Redis Failure — Profile Cache
Profile cache failure — preventing a DynamoDB cascade
When the profile cache Redis goes down, every profile read misses and falls through to DynamoDB. Without protection, this creates a thundering herd on DynamoDB that could take it down too. Request coalescing prevents the cascade.
The cascade risk#
The profile cache Redis goes down. Every inbox load now needs to fetch 20 profiles from DynamoDB instead of Redis. At peak:
5,500 users/second opening inbox × 20 profiles = 110,000 profile reads/second
× 20% unique = 22,000 unique profile reads/second hitting DynamoDB
We showed earlier that 22,000 RPS is within DynamoDB's capacity during cold start. But the profile cache failure is worse than a cold start — it happens suddenly, with no warm-up period, potentially during peak traffic.

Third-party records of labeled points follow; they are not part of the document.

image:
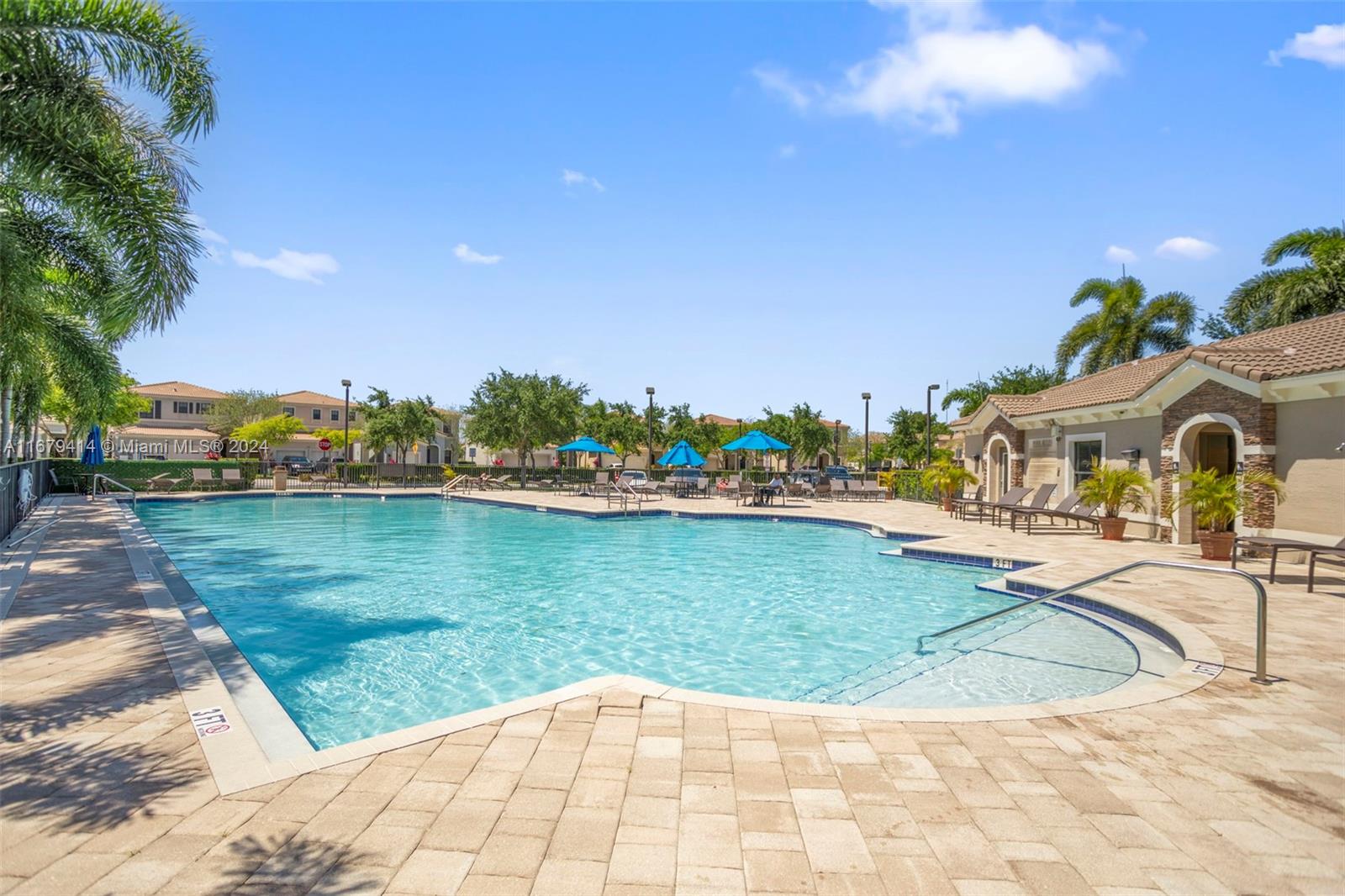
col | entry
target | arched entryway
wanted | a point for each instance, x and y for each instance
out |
(1205, 441)
(997, 467)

More critically: if multiple users open their inbox at the same moment and all need Charlie's profile, without coalescing that's thousands of identical DynamoDB reads for the same row simultaneously.
Request coalescing — the singleflight pattern#
Request coalescing ensures that for any given profile key, only one DynamoDB read is in-flight at any moment. All other requests for the same key wait for that one result.
10,000 inbox loads all need user:charlie → cache miss (Redis down)
→ Thread 1: no in-flight request for charlie → starts DynamoDB fetch
→ Threads 2-9999: in-flight request exists → attach to Thread 1's future
→ DynamoDB returns Charlie's profile
→ All 10,000 threads get the result simultaneously
→ Result: 1 DynamoDB read, not 10,000
Implementation in Java using CompletableFuture:
ConcurrentHashMap<String, CompletableFuture<UserProfile>> inFlight
= new ConcurrentHashMap<>();
public CompletableFuture<UserProfile> getProfile(String userId) {
// Check cache first
UserProfile cached = redis.get("user:" + userId);
if (cached != null) {
return CompletableFuture.completedFuture(cached);
}
// Cache miss — coalesce in-flight requests
return inFlight.computeIfAbsent(userId, key ->
fetchFromDynamo(key)
.whenComplete((result, ex) -> {
inFlight.remove(key);
if (result != null) {
redis.set("user:" + key, result); // re-cache if Redis recovers
}
})
);
}
computeIfAbsent is atomic — only one thread creates the CompletableFuture for a given key. Every other thread calling computeIfAbsent with the same key gets back the existing future and waits on it.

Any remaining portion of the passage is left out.